Shindig: How did you come up with the idea for Old Skies?
Dave Gilbert: The idea took root when I was creating a game for the 2019 Adventure Game Jam. I was messing around with 3D models and environments, and ended up with a woman in a futuristic outfit running around a modern city. I joked that she was probably a time traveller. Since I had only two weeks to complete the jam game, I just went with that idea. I enjoyed working on that jam game so much that I decided to expand the idea into a full project. And here I am!
What are your biggest influences—whether in games, other media, your own background, or something else entirely?
Too many to list. Off the top of my head, the novels of Terry Pratchett, Jim Butcher and Stephen King. I’m also inspired by New York, the city that I live in. It’s the main reason why most of my games take place here.
What has been the most memorable part of working on Old Skies so far?
Finding the fun at the heart of the idea. I began the project with lofty and complicated ideas of how time travel worked in the game, and it bent my brain into knots. It got to the point where I had to step away from the project for a while and figure out what it was I really wanted to make, and then it clicked. I simplified the story by a LOT, made the goals a lot more human and relatable, and gave it a streamlined structure to hang the narrative around. Once I did that, everything clicked and the project became incredibly fun to work on. It’s been a blast.

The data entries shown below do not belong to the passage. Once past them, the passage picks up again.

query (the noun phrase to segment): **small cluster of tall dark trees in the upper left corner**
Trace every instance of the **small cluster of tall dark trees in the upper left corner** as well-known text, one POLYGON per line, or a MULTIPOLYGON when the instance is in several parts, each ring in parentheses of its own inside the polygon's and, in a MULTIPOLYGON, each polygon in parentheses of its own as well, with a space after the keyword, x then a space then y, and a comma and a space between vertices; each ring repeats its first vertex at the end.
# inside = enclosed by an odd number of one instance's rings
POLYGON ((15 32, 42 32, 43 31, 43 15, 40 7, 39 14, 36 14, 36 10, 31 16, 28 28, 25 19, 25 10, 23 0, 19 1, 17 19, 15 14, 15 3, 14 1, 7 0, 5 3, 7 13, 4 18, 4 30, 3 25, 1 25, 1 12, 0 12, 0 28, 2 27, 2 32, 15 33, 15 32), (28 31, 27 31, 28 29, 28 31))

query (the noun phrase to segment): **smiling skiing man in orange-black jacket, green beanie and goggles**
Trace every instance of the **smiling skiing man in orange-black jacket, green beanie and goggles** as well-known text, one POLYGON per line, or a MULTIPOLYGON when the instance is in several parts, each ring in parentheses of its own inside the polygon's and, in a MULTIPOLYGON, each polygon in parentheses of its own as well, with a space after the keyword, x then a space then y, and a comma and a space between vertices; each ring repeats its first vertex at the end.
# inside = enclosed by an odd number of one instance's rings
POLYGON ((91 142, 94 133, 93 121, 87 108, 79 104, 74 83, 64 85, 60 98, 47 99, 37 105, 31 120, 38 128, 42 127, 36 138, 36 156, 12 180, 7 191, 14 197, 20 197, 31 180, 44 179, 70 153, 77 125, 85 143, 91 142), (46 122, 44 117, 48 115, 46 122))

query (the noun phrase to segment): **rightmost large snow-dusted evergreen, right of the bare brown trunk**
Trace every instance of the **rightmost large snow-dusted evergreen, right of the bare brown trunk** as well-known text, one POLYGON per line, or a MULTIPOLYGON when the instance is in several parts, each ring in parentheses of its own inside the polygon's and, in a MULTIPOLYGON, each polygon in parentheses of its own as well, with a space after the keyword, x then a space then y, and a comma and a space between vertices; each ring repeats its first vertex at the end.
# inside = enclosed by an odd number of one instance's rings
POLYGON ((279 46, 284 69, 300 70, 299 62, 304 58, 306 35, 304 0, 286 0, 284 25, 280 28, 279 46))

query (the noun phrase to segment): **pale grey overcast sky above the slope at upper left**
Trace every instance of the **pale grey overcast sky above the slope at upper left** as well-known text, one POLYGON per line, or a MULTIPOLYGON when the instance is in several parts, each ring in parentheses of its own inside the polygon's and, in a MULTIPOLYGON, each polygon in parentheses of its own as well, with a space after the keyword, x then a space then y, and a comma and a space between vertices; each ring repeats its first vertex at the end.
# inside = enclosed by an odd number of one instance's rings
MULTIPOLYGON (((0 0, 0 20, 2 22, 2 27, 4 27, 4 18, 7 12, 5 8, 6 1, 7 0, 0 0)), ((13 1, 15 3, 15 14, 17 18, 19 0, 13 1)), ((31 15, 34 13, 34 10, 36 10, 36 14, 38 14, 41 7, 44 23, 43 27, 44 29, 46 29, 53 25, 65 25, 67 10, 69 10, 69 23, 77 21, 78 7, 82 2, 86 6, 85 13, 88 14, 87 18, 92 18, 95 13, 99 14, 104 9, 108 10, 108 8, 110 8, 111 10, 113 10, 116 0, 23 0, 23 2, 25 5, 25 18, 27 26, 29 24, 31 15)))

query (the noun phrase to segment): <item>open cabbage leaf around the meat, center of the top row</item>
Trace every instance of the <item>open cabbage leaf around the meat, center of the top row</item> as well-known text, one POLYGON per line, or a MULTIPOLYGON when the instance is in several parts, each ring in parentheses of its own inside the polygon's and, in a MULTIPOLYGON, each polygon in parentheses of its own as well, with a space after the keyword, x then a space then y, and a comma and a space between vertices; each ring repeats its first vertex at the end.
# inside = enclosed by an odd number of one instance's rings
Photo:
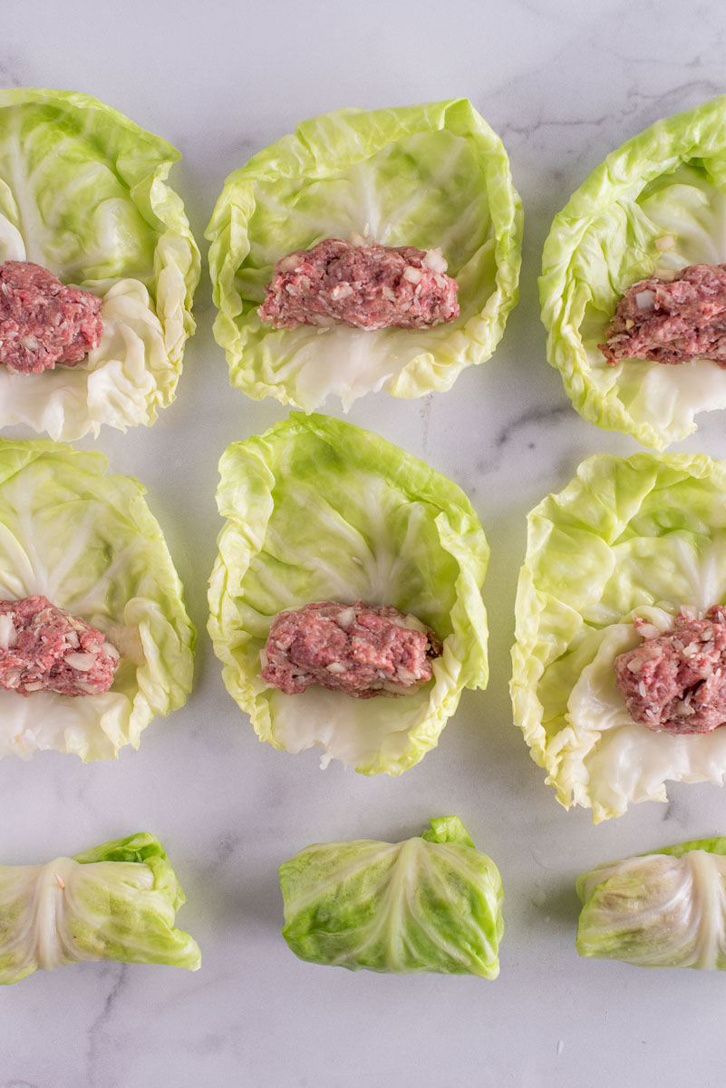
POLYGON ((231 384, 311 411, 387 390, 451 387, 492 354, 516 302, 522 205, 499 137, 466 99, 340 110, 300 124, 227 178, 208 227, 214 324, 231 384), (441 247, 461 317, 427 330, 275 330, 258 317, 275 262, 351 232, 441 247))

What do you hope people take away from the game?
I hope you’ll leave the game happy that you experienced it! I want you to smile, I want you to laugh, I want you to remember and like these characters. A core theme of the game is legacy, and it’s something I think about a lot. I want these characters and stories to remain with people for a long time.
What would be your dream project to work on—blue skies, no limitations?
Honestly? My “dream project” would be to keep making these little games forever, without having to worry about things like “will this sell enough to pay my mortgage?” If I worry about anything, it’s not the stress of the job. It’s the worry that I will have to stop doing it one day.
Dave Gilbert is the founder of Old Skies developer Wadjet Eye Games.
Old Skies is currently in development for PC, Nintendo Switch, Mac, and Linux, with a release date to be announced at a later stage.